WASHINGTON — Activists on Thursday recounted painting a “solidarity” art mural in Cuba with the communist government’s assistance.
Leftist group Code Pink hosted speakers at K Street’s Busboys and Poets restaurant to discuss their time with the Nuestra America Convoy, a coalition of activist groups that visited Cuba in recent days to protest U.S. sanctions. The trip involved activities such as giving “humanitarian” supplies to Cubans on March 21, hosting a hip-hop concert that weekend and, as one speaker put it, the state giving them “a huge wall” in Havana to paint on.
Critics have slammed the convoy as a tone-deaf tourist trip that whitewashed Cubans’ suffering under socialist economic policy, censorship and authoritarian control. Code Pink’s guests rejected that narrative, emphasizing how meaningful they felt their regime-approved art project was.
“We got the Cuban government to give us a wall, which is not that easy to do, a huge wall, about 100 feet long, maybe even longer, and 10 feet high,” Busboys and Poets founder and CEO Andy Shallal told an audience of dozens. “And so we went to paint and we thought, well, it’d be an easy thing just kind to go start putting paint on. Well, it turns out, because it’s right next to the ocean and because it’s been years and years of neglect and infrastructure problems, the wall was crumbling.”
Activists first had to scrape piles of trash away from the wall, but the final product was a “three-dimensional undersea world of beauty,” Shallal said.
“You know how in ‘The Wizard of Oz,’ you go from black and white to the color?” he said. “It just suddenly, like, transformed this whole space and suddenly went from this sort of depressing, drab place to the most joyful spot in Havana.”
“So it’s just the power of art to transform spaces and transform spirits and transform people, it was so amazing,” Shallal said. “On top of that, and I don’t mean to go on, but on top of that, the young people that came were phenomenal.”
A fellow mural artist, identified as Cory, mentioned how a poor local resident with no internet service, water or electricity “was finding ways every day to get to the mural space so that he could … look out for us, take part in what we were doing, and build in brotherhood and solidarity.”
Cuba faces international criticism, even from some left-leaning groups, for censoring or jailing political dissenters and journalists who scrutinize the government.
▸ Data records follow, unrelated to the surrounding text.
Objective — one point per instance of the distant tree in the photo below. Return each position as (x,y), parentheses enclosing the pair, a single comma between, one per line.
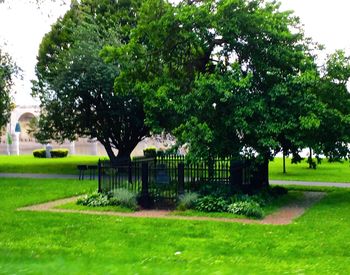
(8,70)
(228,77)
(75,85)
(332,135)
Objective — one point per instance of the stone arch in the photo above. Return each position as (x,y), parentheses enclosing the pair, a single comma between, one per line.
(24,121)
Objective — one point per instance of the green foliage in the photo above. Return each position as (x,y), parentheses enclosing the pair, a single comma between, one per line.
(29,164)
(246,208)
(187,201)
(150,152)
(211,204)
(8,70)
(59,153)
(94,199)
(76,86)
(205,246)
(55,153)
(119,197)
(124,198)
(39,153)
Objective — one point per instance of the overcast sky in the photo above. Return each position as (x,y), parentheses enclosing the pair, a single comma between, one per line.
(23,25)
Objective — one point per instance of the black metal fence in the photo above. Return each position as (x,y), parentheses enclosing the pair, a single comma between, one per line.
(168,177)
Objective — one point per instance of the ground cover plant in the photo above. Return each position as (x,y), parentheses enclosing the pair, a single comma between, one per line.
(80,244)
(29,164)
(118,197)
(325,172)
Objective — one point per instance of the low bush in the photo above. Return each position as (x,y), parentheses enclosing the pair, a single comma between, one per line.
(248,208)
(150,152)
(119,197)
(187,201)
(55,153)
(59,153)
(94,199)
(40,153)
(123,197)
(211,204)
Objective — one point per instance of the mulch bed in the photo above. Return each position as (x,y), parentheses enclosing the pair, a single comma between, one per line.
(283,216)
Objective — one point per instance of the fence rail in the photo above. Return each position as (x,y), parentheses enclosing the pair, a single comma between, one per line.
(168,177)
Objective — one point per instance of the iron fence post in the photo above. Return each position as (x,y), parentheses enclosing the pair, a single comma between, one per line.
(145,200)
(99,176)
(181,178)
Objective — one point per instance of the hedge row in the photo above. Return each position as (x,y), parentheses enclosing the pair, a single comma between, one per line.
(55,153)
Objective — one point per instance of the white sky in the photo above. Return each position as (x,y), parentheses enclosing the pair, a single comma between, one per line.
(23,25)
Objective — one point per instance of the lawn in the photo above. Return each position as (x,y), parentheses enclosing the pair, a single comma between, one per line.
(326,172)
(29,164)
(61,243)
(331,172)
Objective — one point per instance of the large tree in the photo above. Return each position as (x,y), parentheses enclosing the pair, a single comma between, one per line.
(75,86)
(226,76)
(8,70)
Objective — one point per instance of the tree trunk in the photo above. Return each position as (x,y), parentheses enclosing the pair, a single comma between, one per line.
(284,161)
(265,172)
(123,156)
(310,158)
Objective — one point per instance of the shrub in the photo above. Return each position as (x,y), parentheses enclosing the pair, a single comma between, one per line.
(40,153)
(211,204)
(124,198)
(94,199)
(187,201)
(150,152)
(59,153)
(55,153)
(248,208)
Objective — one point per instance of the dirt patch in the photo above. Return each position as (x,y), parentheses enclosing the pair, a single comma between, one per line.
(283,216)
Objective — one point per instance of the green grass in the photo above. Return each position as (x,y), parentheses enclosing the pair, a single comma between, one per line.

Through crushing economic sanctions, President Donald Trump convinced the regime on March 13 to release 51 prisoners. It was an example of the very pressure that Beltway activists railed against on Thursday, blaming Trump for Cuba’s poverty.
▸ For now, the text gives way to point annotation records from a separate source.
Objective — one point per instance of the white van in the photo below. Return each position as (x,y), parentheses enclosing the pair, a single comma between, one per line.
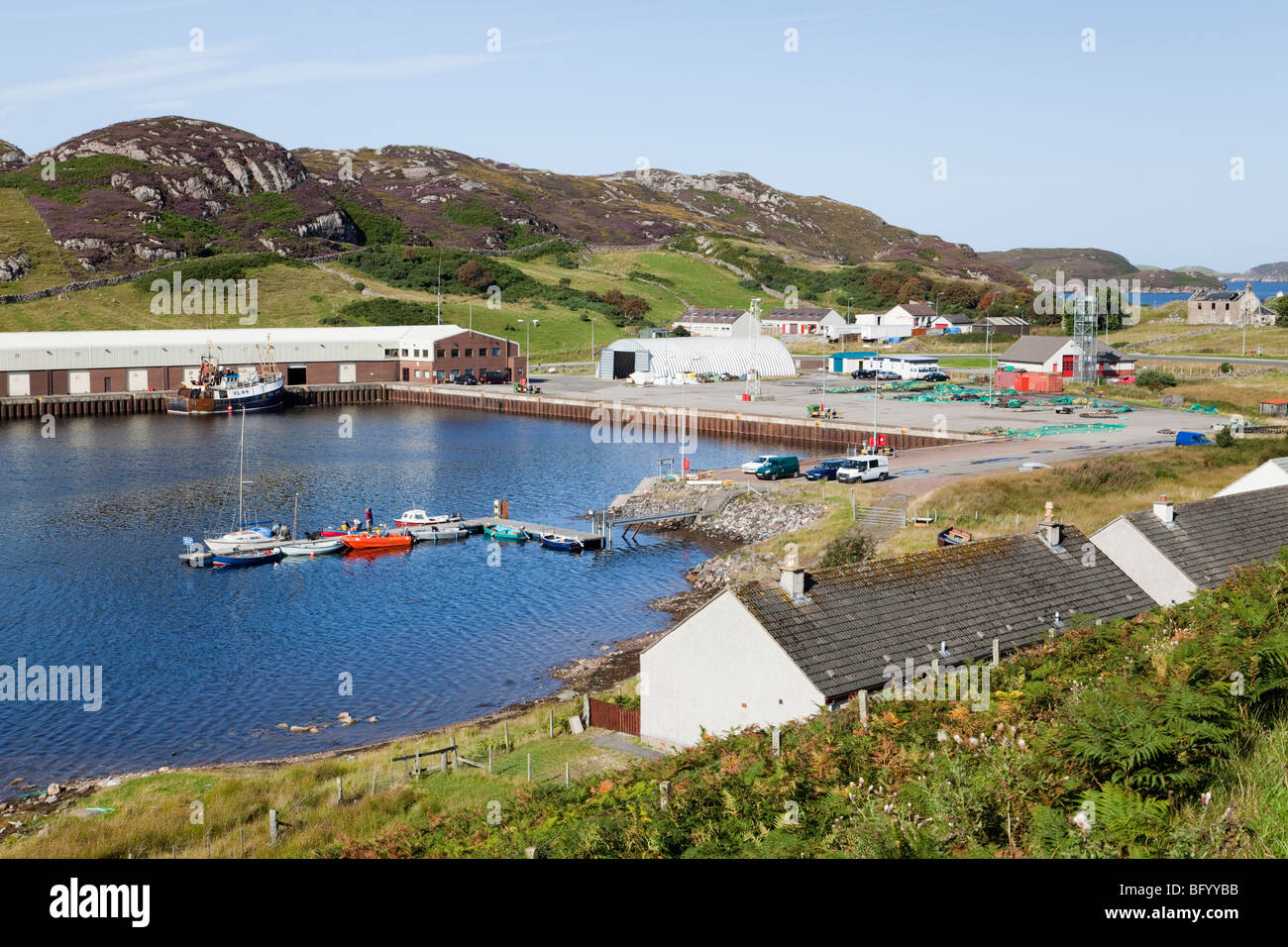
(866,467)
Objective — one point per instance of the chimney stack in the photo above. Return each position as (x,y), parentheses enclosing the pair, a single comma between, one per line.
(1048,530)
(793,579)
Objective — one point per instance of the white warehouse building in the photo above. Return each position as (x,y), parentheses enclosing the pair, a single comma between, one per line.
(665,360)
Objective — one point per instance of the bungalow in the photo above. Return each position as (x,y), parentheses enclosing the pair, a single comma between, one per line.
(1059,356)
(720,324)
(1172,552)
(1273,474)
(804,321)
(767,652)
(952,322)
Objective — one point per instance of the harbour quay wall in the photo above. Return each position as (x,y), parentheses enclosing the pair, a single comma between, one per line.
(824,436)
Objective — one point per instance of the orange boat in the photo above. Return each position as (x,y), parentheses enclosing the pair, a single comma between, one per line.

Rev. Dr. Stephany Rose of Movement 4 Freedom called Trump’s Cuba policy “white supremacy.” Another convoy participant described Cuba’s bloody 1950s communist revolution “a beacon of hope for a lot of countries.” One speaker, wearing a communist-style hat with a red star, said Cuba’s public health system should be a “blueprint” for other countries.
Some of the convoy’s travel to Cuba involved the Global Sumud Flotilla, a boat activist Greta Thunberg used in September to travel to Gaza over Israeli military action. The flotilla shows how “interconnected” the pro-Cuba and Pro-Palestinian causes are, Code Pink DC Coordinator Olivia DiNucci said Thursday.
“When we know that the enemy is the U.S., a lot of people want to work together because it, you know, has had such detrimental policies around,” DiNucci said.